Complacency, bred of the feeling that our government is capable of miracles, if it comes to that, is hitting us. The feeling that even if we fall sick, government is in charge. We are starting to ignore government’s burden of its costs and the fact that its revenue sources are all but cut.

Indeed, complacency is proving to be the doom that our leadership warned against, as these ugly times are demonstrating with merciless precision.

Personally, I wish we were a dictatorship, as the West never fails to mock us at every opportunity. Because if we were, I’d propose good whipping, as I’ve seen happen elsewhere!

In my walks for exercise, I’ve seen places where no one gives a hoot about masks any longer. From not wearing any at all to having them hanging around their necks. And, to make matters worse, those hanging around necks looking like they last saw cleanliness with the onslaught of the virus. Social-distancing, what? It has vanished from some people’s lexicon.

Imagine when this happens in market places, consequences of which we are starting to see.

Some of the DASSO (the District Administration Security Support Organ) personnel seem to be as guilty as the citizens they are supposed to oversee.

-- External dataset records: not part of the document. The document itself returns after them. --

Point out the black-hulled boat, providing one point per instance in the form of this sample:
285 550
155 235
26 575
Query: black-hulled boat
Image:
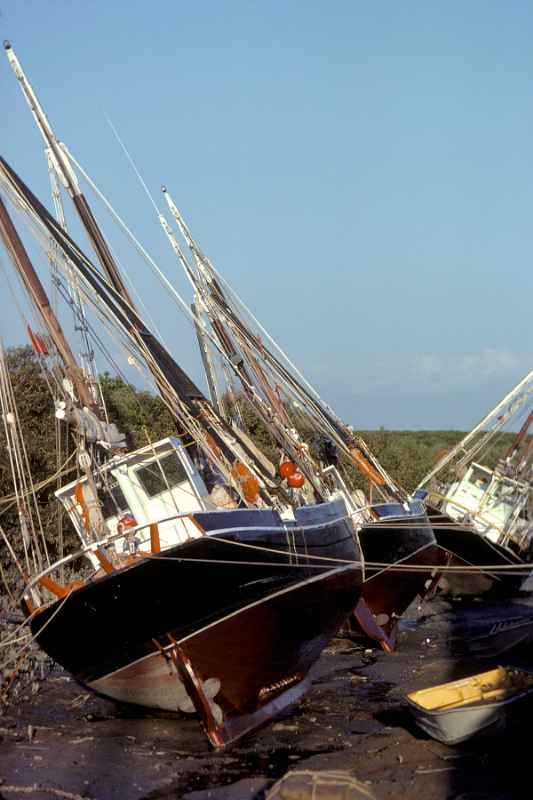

As are local leaders. They’ve relinquished their duty to the national police, as if there is a policeman/woman for every citizen.

Dungeons and holes for drinking binges that have sprung up everywhere, gosh! Restaurants turning into bars, bars self-baptising restaurants; they have also adopted guerrilla tactics.

Their clients are only provided with utensils to knock about so as to sound like busy eateries.

Rwandans, we must dive back to our trench discipline, by at least telling on any offenders.

No, we don’t want a single death more; another COVID-19-positive case; a return to total-lockdown. Not on our lives!